Scholars urge reforms to enhance connectivity

Recommend addressing internal challenges, improving linkages with neighbours

Flags of SAARC countries flutter outside the venue of the summit in Islamabad on Jan 01, 2004. Photo: AFP/File

KARACHI:

Scholars are urging Pakistan to address internal challenges, enhance banking facilities, and improve airline connectivity with neighbours to end isolation in the region and beyond. Simultaneously, they recommend that other South Asian nations soften visa processes to foster socio-economic developments.

The technology revolution has increased connectivity at all levels, particularly among people and families not only within the region but beyond.

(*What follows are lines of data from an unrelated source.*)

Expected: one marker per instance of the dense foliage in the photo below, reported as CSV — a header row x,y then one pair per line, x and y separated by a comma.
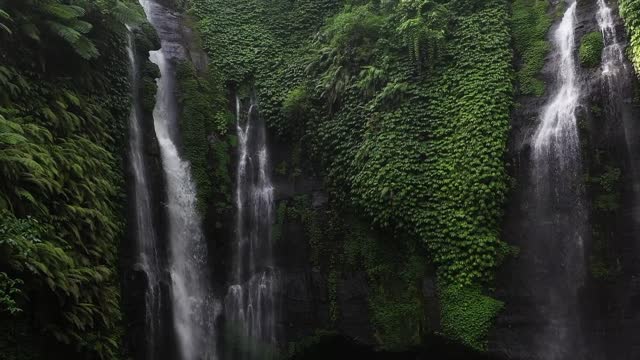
x,y
62,121
630,12
390,98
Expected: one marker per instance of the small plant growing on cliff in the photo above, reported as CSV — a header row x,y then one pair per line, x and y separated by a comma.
x,y
590,51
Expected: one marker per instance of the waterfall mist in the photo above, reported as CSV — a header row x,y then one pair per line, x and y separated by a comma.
x,y
249,304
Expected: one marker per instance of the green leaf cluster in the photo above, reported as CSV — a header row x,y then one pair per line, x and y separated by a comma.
x,y
530,23
62,131
590,51
630,12
404,106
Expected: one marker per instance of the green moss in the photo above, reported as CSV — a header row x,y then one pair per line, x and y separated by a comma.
x,y
530,24
630,12
204,122
467,314
590,52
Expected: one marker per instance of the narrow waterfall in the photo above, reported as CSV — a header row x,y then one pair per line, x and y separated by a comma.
x,y
558,211
145,234
193,306
249,304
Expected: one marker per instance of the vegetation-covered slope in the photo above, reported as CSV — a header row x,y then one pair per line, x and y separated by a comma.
x,y
64,103
630,12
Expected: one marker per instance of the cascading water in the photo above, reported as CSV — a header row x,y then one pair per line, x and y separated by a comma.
x,y
558,210
145,234
193,306
249,304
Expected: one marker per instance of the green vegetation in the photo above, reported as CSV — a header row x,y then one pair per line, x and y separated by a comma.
x,y
390,101
590,52
530,24
62,127
204,119
630,12
468,314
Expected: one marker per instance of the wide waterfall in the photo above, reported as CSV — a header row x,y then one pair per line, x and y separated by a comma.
x,y
556,213
193,306
145,234
249,304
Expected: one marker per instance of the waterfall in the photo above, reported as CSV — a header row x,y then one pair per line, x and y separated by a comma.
x,y
558,211
249,304
193,306
145,234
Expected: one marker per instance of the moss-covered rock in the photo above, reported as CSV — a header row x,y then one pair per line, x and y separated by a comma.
x,y
590,52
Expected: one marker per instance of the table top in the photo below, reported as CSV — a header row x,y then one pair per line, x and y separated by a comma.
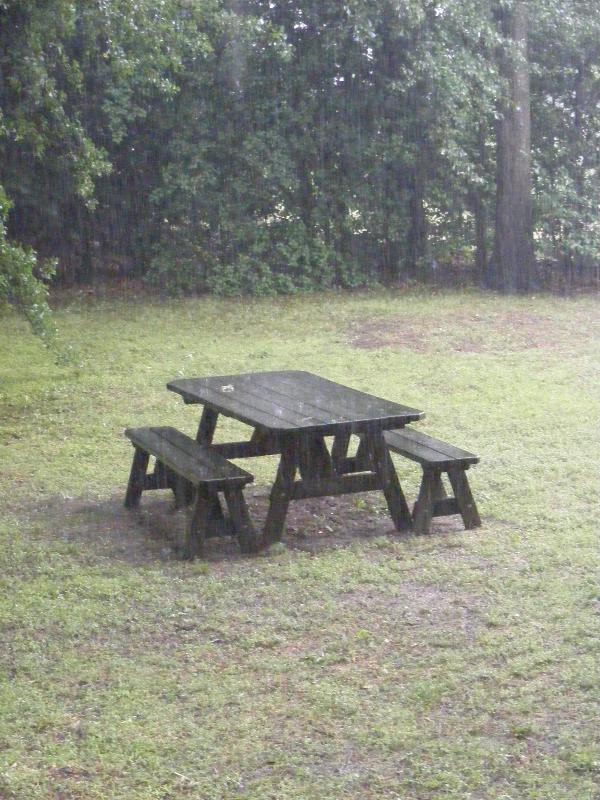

This has provided nations with an opportunity to influence their governments to sit across the table, talk to each other, and overcome differences to ensure they receive their share of global benefits and advantages.

Speaking on the second day of the two-day conference on ‘South Asia and Regional Connectivity in the 21st Century,’ organised by the Department of International Relations at the University of Karachi in collaboration with Konrad-Adenauer-Stiftung, Dr Salma Malik, Assistant Professor at the Department of Defence and Strategic Studies, Quaid-i-Azam University, highlighted the absence of common banking in the South Asian region, hindering official trade and tourism among neighbours.

Read: How democratic is South Asia?

She recalled a time when the Pakistan International Airline (PIA) served as the point of connectivity, and countries including Sri Lanka and Nepal offered visas on arrival to Pakistanis. However, the discontinuation of visa-on-arrival services by Sri Lanka indicates complex issues impacting its reach beyond borders.

She emphasised that the South Asian Association for Regional Cooperation (SAARC) is least active in fulfilling its objective of regional connectivity, resulting in minimal progress on socio-economic and political fronts in the region.

“South Asia is the least connected region. It is geographically isolated.”

Dr Ellinor Zeino, Regional Representative at Konrad Adenauer Stiftung, urged international engagement with the Taliban government in Afghanistan to address their grievances, focusing on economic prospects, employment, education, and women’s rights. She stressed the need for humanitarian aid and transforming the war economy into a trade hub to alleviate the hardships faced by Afghans.

Dr Talat Shabbir, Director of the China Pakistan Study Centre at the Institute of Strategic Studies, Islamabad, advocated for CPEC’s expansion to connect with Afghanistan, Iraq, Central Asia, and East Asia, highlighting the necessity for political and strategic cooperation.

Published in The Express Tribune, November 23rd, 2023.